In our test, many participants expressed frustration with vague or open-ended language. Phrases like “for any valid reason” or “standard set of assumptions” struck them as loopholes. “It feels like they can change the contract for almost any reason,” one respondent said. Others were annoyed by cross-references to future sections or undefined jargon like “total balance the installment plan covers.”

Even examples intended to clarify often missed the mark. Some were too simplistic to be useful; others so complex they made matters worse. What users wanted were clear, worked scenarios, or even interactive tools, something that would turn abstract percentages into tangible consequences.

The emotional dimension was equally important. When agreements used intimidating phrasing or appeared to conceal information, users felt powerless. “Feels unfair,” said one reader. “Lack of control,” said another. In this sense, opacity was not just a cognitive barrier but a psychological one.

The Bigger Picture: When Design Meets Decision-Making

The findings tell a consistent story - a number of factors form a self-reinforcing cycle:

  • Engagement - how deeply readers connect
  • Barriers - obstacles that disrupt understanding
  • Coping - strategies readers use to manage confusion.

Structural and linguistic complexity pushes readers toward shallow engagement. In turn, shallow engagement limits understanding and trust. And without trust, even clear sections are read with suspicion.

Consumers don’t stop reading out of disinterest, they do so because it’s a rational response to poor design and information overload. When faced with dense or confusing material, people conserve effort by skimming, scanning, guessing, and moving on.

For financial providers, this presents a serious challenge. Plain language and readability alone isn’t enough. 

Genuine transparency in documentation demands a blend of clarity, context, and justification. Simply being brief can be as unhelpful as being overly verbose. To achieve this, key terms should be defined where they appear, the rationale behind charges should be explained, calculation methods should be demonstrated, and the implications of actions should be illustrated with realistic examples.

Rethinking Financial Communication

The implications extend far beyond credit cards.

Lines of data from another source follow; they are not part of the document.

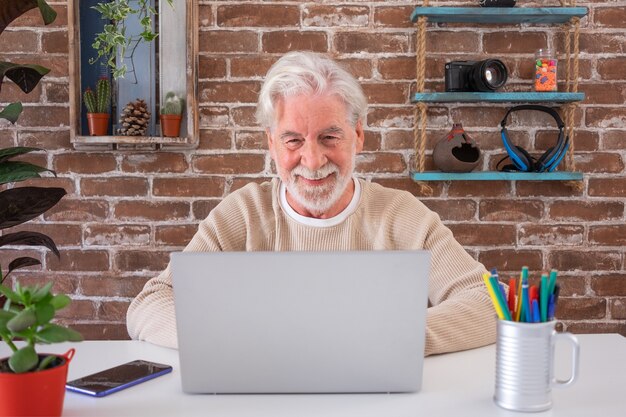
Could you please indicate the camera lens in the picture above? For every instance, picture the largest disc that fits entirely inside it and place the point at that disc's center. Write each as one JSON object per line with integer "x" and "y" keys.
{"x": 489, "y": 75}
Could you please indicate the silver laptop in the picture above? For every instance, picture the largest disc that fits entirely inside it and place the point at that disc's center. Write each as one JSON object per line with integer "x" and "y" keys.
{"x": 301, "y": 322}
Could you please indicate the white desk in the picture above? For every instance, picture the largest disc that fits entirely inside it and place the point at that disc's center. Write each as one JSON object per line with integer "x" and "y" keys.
{"x": 458, "y": 384}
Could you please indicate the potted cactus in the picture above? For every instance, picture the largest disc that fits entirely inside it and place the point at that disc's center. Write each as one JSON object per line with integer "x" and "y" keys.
{"x": 171, "y": 115}
{"x": 97, "y": 104}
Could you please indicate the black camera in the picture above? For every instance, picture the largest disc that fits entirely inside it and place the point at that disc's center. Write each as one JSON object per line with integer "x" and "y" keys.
{"x": 487, "y": 75}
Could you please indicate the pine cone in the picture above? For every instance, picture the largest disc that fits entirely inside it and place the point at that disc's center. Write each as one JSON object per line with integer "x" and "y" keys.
{"x": 134, "y": 119}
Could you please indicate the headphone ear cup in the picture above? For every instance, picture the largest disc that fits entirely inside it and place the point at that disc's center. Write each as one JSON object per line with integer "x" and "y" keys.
{"x": 547, "y": 155}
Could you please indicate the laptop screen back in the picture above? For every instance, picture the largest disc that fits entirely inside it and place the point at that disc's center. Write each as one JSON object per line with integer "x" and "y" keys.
{"x": 301, "y": 322}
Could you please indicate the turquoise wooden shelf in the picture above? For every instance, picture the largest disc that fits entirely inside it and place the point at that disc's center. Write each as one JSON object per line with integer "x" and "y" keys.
{"x": 496, "y": 176}
{"x": 529, "y": 97}
{"x": 499, "y": 14}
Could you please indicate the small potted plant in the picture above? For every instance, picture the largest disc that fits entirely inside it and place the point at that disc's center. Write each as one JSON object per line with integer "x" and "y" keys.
{"x": 97, "y": 104}
{"x": 33, "y": 384}
{"x": 171, "y": 115}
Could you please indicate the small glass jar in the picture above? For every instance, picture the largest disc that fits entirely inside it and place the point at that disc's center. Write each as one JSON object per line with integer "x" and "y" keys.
{"x": 545, "y": 70}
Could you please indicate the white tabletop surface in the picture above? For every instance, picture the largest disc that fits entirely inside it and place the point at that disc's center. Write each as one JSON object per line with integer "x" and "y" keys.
{"x": 457, "y": 384}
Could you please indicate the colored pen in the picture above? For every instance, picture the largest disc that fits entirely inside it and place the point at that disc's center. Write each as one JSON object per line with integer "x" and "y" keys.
{"x": 536, "y": 314}
{"x": 492, "y": 295}
{"x": 544, "y": 297}
{"x": 500, "y": 298}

As financial products grow in complexity, the ability of consumers to make informed choices depends increasingly on how clearly those choices are communicated. Legal compliance does not equal comprehension.

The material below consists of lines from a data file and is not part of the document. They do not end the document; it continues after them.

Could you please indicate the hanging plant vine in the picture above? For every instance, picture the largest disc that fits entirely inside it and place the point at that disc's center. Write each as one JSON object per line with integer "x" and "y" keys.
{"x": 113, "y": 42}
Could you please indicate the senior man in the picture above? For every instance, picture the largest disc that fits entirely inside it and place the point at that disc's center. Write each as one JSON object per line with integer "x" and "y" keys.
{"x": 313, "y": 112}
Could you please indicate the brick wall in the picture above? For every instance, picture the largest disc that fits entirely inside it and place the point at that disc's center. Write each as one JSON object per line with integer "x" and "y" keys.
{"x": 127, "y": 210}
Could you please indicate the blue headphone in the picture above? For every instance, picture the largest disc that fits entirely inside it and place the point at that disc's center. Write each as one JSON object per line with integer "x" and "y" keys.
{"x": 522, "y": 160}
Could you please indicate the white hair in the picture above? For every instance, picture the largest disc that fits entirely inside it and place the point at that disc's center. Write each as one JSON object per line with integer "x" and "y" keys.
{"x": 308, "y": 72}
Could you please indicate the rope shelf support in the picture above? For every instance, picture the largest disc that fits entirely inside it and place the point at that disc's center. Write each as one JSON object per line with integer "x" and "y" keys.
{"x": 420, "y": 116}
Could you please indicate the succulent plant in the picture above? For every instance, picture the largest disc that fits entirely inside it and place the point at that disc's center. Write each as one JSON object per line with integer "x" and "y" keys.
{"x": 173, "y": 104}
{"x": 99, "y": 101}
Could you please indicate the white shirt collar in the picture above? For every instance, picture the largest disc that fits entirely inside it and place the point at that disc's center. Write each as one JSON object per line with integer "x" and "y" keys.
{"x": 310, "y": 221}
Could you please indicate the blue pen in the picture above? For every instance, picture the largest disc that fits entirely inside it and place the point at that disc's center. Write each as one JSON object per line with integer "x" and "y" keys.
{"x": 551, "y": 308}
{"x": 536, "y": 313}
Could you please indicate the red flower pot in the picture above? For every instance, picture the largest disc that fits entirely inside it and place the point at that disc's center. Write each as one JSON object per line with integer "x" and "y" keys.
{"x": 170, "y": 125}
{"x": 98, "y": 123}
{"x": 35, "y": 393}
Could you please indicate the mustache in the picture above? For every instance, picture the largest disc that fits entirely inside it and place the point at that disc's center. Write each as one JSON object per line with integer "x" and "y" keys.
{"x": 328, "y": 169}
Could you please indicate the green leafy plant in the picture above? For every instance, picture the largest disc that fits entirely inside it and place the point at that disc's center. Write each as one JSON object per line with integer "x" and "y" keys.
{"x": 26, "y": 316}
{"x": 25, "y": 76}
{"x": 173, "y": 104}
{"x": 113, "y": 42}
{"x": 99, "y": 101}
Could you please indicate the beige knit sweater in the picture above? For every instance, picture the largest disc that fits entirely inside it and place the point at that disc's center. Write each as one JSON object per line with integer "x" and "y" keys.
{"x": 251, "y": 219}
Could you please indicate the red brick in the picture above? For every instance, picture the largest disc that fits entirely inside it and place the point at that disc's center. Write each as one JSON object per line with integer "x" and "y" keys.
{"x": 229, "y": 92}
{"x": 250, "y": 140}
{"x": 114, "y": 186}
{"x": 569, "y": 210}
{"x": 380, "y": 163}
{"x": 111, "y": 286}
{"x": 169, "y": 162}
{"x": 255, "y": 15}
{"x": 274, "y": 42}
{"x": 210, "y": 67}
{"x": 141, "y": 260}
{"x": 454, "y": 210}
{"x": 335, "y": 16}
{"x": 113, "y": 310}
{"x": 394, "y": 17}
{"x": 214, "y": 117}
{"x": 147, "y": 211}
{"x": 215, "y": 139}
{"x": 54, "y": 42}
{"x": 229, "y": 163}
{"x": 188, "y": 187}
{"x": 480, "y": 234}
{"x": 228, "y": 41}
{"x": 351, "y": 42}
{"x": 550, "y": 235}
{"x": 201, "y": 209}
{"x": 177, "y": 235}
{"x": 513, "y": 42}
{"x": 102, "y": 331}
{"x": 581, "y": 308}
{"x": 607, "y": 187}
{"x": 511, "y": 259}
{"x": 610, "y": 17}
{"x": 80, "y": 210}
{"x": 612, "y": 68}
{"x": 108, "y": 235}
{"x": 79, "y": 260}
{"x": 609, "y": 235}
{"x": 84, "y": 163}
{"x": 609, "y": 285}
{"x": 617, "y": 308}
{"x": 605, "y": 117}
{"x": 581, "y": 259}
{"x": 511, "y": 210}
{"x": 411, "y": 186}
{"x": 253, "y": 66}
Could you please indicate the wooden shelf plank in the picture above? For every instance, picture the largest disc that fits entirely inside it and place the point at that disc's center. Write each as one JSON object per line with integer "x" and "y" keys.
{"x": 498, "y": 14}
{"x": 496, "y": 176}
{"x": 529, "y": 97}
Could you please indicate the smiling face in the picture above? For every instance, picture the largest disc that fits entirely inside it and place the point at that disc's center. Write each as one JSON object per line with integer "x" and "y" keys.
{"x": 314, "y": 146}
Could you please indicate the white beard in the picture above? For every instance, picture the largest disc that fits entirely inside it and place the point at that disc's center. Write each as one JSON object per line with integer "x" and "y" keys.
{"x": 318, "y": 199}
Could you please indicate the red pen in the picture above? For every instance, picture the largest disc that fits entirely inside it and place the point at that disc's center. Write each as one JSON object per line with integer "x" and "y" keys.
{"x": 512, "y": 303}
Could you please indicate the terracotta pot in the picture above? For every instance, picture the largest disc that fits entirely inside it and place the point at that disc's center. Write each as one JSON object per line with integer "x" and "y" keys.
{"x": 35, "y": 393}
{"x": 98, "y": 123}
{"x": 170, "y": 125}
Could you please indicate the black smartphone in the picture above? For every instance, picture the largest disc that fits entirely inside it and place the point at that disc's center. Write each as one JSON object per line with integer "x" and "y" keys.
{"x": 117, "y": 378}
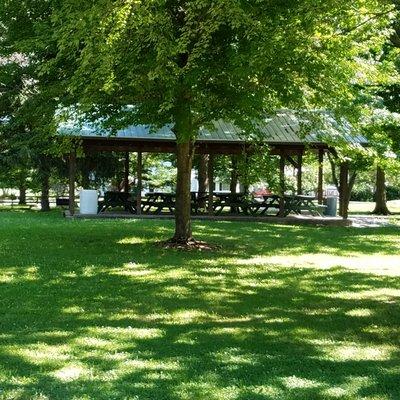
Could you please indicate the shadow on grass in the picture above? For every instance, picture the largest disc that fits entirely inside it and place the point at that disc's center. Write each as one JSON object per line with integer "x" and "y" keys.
{"x": 93, "y": 310}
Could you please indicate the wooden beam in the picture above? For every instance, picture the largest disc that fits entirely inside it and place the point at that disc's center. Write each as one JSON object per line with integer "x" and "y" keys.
{"x": 320, "y": 176}
{"x": 210, "y": 171}
{"x": 72, "y": 178}
{"x": 139, "y": 183}
{"x": 126, "y": 173}
{"x": 282, "y": 184}
{"x": 300, "y": 174}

In both the Nationwide and Jaja agreements, the least understood sections were the very ones regulators insist must be transparent. Despite meeting disclosure requirements, they failed in their practical goal: to be understood.

To fix this, providers and regulators must move beyond surface readability and toward intelligibility. The language of finance should empower, not exhaust. It should reduce anxiety, not amplify it. And it should treat consumers not as liabilities to be protected from misunderstanding, but as participants in a conversation about value, responsibility, and trust.

The irony is striking: credit card agreements are meant to inform consumers about their rights and responsibilities, yet their language often prevents precisely that. Nationwide’s density and Jaja’s vagueness represent two sides of the same coin: documents written for compliance, not comprehension.

Consumers today are not passive readers. They are active information seekers operating under cognitive constraints. When financial text ignores this reality, it alienates the very people it is meant to serve.

Financial communication achieves real intelligibility only when clarity transcends compliance and becomes an ethical commitment and a form of respect for consumer understanding.